Chapters
Lodish 4th edition: Chapter 21 pages 921 - 924
Moyes and Schulte: Chapter 3 page 81-84
Diffusion
From Lodish, Molecular Cell Biology, 4th edition
All cells are encased in a lipid bilayer and therefore this poses a problem
for any charged molecules to cross the membrane. It is easy for gases to cross
the membrane and hydrophobic compounds readily cross. For instance ethanol and
heroin are examples of molecules that can cross the lipid bilayer without any
protein conduit.

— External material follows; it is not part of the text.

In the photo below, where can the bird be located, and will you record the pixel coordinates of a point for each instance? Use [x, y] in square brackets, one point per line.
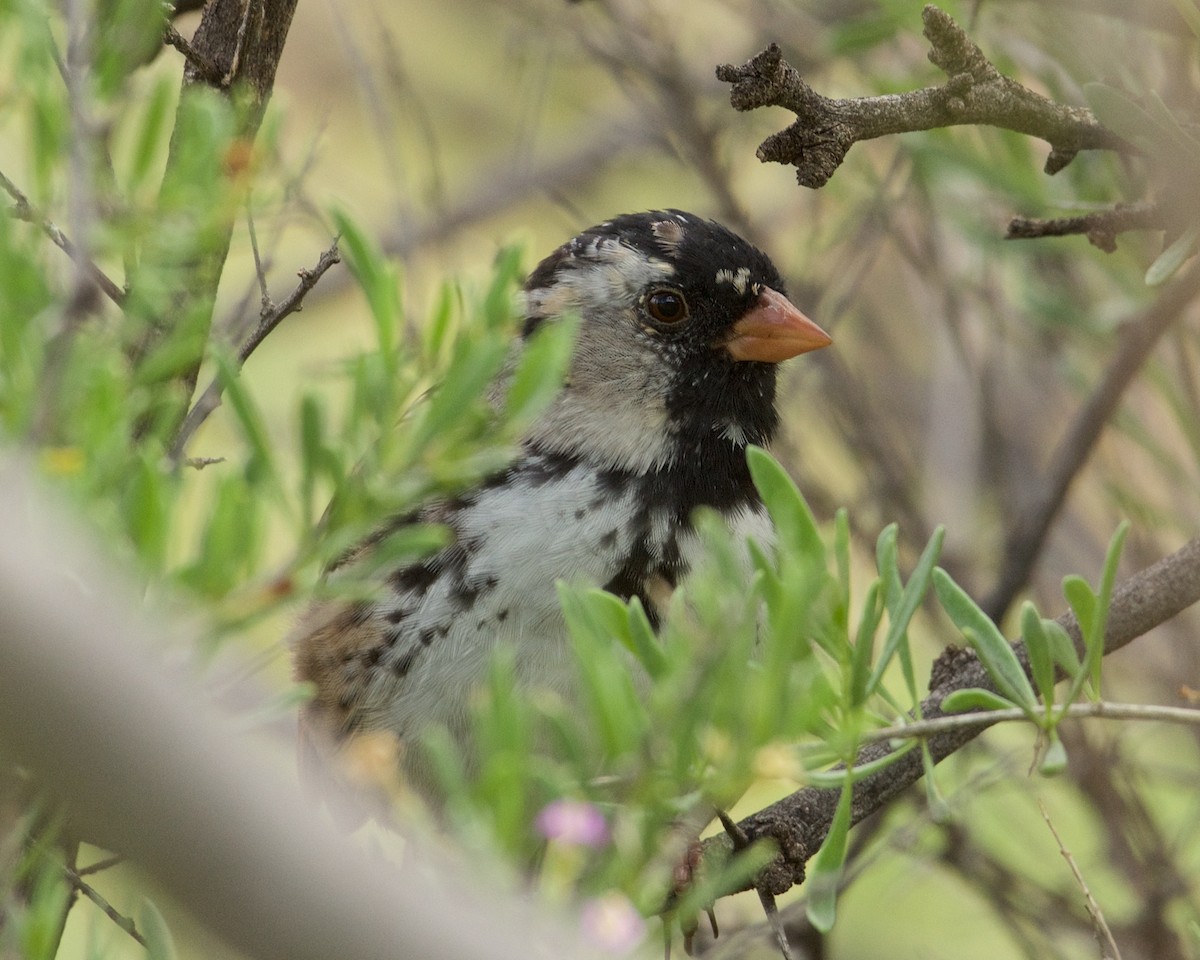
[673, 375]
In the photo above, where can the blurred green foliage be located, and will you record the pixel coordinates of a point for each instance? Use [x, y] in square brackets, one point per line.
[774, 663]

All other including water require a protein conduit to enable
them to get across.
From Moyes, Animal Physiology
Membrane permeability and channels
The membrane proteins we will discuss in this course span the lipid bilayer
and allow for the flow of ions (channels) or the transport of molecules or
ions. Below are examples of some of the proteins we will be discussing:
From Lodish, Molecular Cell Biology, 4th edition
Each membrane protein contains a region of hydrophobic amino acids to generate
the transmembrane domain. This is essential to allow the protein to be
targetted to the membrane during protein synthesis and retain the protein in
the hydrophobic core of the lipid bilayer. Amino acids like phenylalanine (phe),
isoleucine (ile), leucine (leu) and alanine (ala) are commonly found in
transmembrane domains.
From Moyes, Animal Physiology
This poses a problem for ion channels or transporters which need to allow
charged molecules to traverse the membrane. For instance ion channels will
have a PORE or a region that spans the membrane containing charged amino
acids. This allows for ions such as K+ or Na+ to move from one side to the
other through the pore region. Each pore region is highly selective and will
only allow certain ions to flow across.
In these proteins the pore region is "protected" or isolated from the
hydrophobic environment of the lipid bilayer by a surrounding region of the
hydrophobic amino acids.
Membrane Transport Proteins
If essential molecules can not diffuse across the membrane then they must
be transported or have channels to allow passage.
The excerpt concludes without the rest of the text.